When they start writing this about you, I think you’ve got a problem:

But if sibling rivalry is unlikely, there is convincing evidence of Jeb’s internal conflict between his desire to become “his own man” and his fear of separating from and antagonizing his family, especially the brother he idealized as a child. This dynamic may be even more conflicted because Jeb’s personal history demonstrates that he has already strongly differentiated himself from his family to become his own man.

He married a Mexican woman whose father had been a waiter and migrant worker, for example, not a society debutant. He became fluent in Spanish and converted to Catholicism. His policies as Florida governor were far closer to conservative than moderate. He also made Florida his home rather than the family favorites, Maine and Texas.

Separating from your family is part of growing up. You go from extreme dependency as a baby and throughout childhood to the independence of adulthood. Teenage acts of rebellion, when adolescents can disagree with virtually everything parents say and stand for — is part of this transition. The turbulance of adolescence reflects the internal conflict between a teen’s desire to remain a child and the desire to separate and become his or her own person. It culminates in a break that enables teenagers to form separate identities.

As teenagers reject their parents and their values, they create the internal space to develop their own opinions, tastes, ideals and goals.
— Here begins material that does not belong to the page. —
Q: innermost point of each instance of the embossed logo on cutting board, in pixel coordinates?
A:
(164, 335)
Though they may retain many aspects of their parents’ views and values, they develop their own distictive framework for them. They create who they are in the world.
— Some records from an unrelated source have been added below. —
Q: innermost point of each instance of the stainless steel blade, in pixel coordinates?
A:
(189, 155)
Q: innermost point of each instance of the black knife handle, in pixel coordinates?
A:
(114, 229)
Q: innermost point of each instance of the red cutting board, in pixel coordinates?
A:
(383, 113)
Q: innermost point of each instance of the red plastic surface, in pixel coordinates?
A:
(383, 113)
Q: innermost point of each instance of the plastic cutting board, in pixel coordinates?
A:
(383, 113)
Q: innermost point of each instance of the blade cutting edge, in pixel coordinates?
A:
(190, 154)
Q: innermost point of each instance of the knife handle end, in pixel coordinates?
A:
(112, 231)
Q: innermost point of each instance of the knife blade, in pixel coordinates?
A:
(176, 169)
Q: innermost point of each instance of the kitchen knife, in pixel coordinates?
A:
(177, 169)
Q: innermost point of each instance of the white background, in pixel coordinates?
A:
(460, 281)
Mark Twain described this transition. “When I was a boy of 14,” he wrote, “my father was so ignorant I could hardly stand to have the old man around. But when I got to be 21, I was astonished at how much the old man had learned in seven years.”

But it could be that, in striving to step into the presidential shoes of his long-idealized older brother and his even more idealized father, Jeb somehow regressed and lost confidence in himself.

Children with powerful family members are frequently filled with self-doubt. They can feel like failures when comparing themselves to older siblings and parental figures. They might experience normal manifestations of separation or individuation — including adolescent rebellion or just the act of forming their own opinions — as if they are attacking or even killing their family members. Understandably, this causes them not just guilt but a growing fear of alienating their family.

Clinging to family love through idealization is a defensive reaction against aggressive feelings from separation and individuation. Most adolescents resolve this conflict as they realize they are merely killing off their family’s controlling influence over them — not their actual family members.

If these are the psychodynamics that caused Jeb to flounder this past week, his major challenge is if and how quickly he can work through them. He has to fully recover a mind of his own — and convince the American public that he is not George W. Bush II.

Reading that almost makes me feel sorry for Jeb. Not because of the armchair psychological profile of his family dynamic which is cheap speculation. I feel sorry for him because he’s being discussed this way at all.

I guess it’s inevitable but I hate it. Yes, he’s shackled to his family’s political legacy and he is having to pay a price for his father and brother’s failures. But this stuff is junk. Who knows what his motivations are and whether or now he’s gone through the normal processes of “separation and individuation”? And who cares? What matters is how he deals with the reality that his brother’s presidency was an epic failure and how or if he would do things differently.

It should be noted that this writer cites Maureen Dowd who has apparently staked out yet another puerile position by framing Jeb’s run as a case of sibling rivalry. Of course.